For people like Timothy Gutbrod, 61 and from Albany, N.Y., the rapid inflation has caused lifestyle changes. Mr. Gutbrod, who formerly worked as a stage actor, has been a driving instructor since March 2020, and the job pays him a little more than $30,000 per year. As higher gas prices have made his commute and everyday purchases more expensive, he has been eating out less.
Inflation F.A.Q.
What is inflation? Inflation is a loss of purchasing power over time, meaning your dollar will not go as far tomorrow as it did today. It is typically expressed as the annual change in prices for everyday goods and services such as food, furniture, apparel, transportation and toys.
For someone who was a longtime Manhattanite, that’s a real loss, Mr. Gutbrod said. He used to enjoy three restaurant brunches or dinners each week. Now it’s more like one every two weeks.
“I used to go on relaxing drives,” he said, but now joy rides are unaffordable. “I’m on a shoestring budget, and I work pretty hard. For anyone who doesn’t make a lot of money, you have to be intelligent and start cutting corners.”
As it disturbs everyday lives, inflation is likely to dog Democrats and the administration as they fight to retain control of Congress in November. Despite plentiful jobs and quickly rising wages, consumer confidence has fallen to its lowest level since the summer of 2011, when the economy was clambering back from the global financial crisis and Congress was bickering over lifting the nation’s debt ceiling.

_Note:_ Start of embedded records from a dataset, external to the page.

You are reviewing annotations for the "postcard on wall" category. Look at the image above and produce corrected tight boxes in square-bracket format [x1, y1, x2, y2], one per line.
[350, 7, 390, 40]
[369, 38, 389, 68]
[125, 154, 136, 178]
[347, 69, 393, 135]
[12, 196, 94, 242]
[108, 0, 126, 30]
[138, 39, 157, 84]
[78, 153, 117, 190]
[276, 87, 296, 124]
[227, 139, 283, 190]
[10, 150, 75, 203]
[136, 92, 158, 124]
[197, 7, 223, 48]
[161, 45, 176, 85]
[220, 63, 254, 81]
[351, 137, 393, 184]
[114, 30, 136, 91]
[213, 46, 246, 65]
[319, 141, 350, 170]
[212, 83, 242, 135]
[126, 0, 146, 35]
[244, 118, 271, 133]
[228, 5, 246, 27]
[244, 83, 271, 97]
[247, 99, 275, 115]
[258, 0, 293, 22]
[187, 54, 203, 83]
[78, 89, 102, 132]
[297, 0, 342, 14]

That probably at least partly reflects the reality that pay is not quite keeping up with inflation for the typical worker, and that consumers are paying more at the pump, which tends to be a very salient cost for Americans.
In February, the cost of food rose, which is also difficult for consumers on tight budgets. Over the past year, grocery prices have increased by 8.6 percent, the largest yearly jump since the period ending in April 1981. Fresh fruit and dairy products became notably more expensive last month.
The White House has emphasized that it is trying to offset rising costs to the degree that it can.
“We’ve taken steps to address bottlenecks in the supply chain, to reduce those bottlenecks,” Ms. Psaki said this week.
But those changes have mostly helped around the edges, and as prices have shown little sign of moderating on their own, Fed officials have coalesced around the view that they will need to use their policies to cool off demand and keep today’s rapid inflation from becoming entrenched.
The central bank probably has limited room to react to any slowdown in growth prompted by uncertainty and high gas prices by keeping policy on hold, economists have warned.
“They need to stay on track,” said Ms. Rosner-Warburton. “They don’t have as much leeway to respond to these risks, given how elevated inflation is.”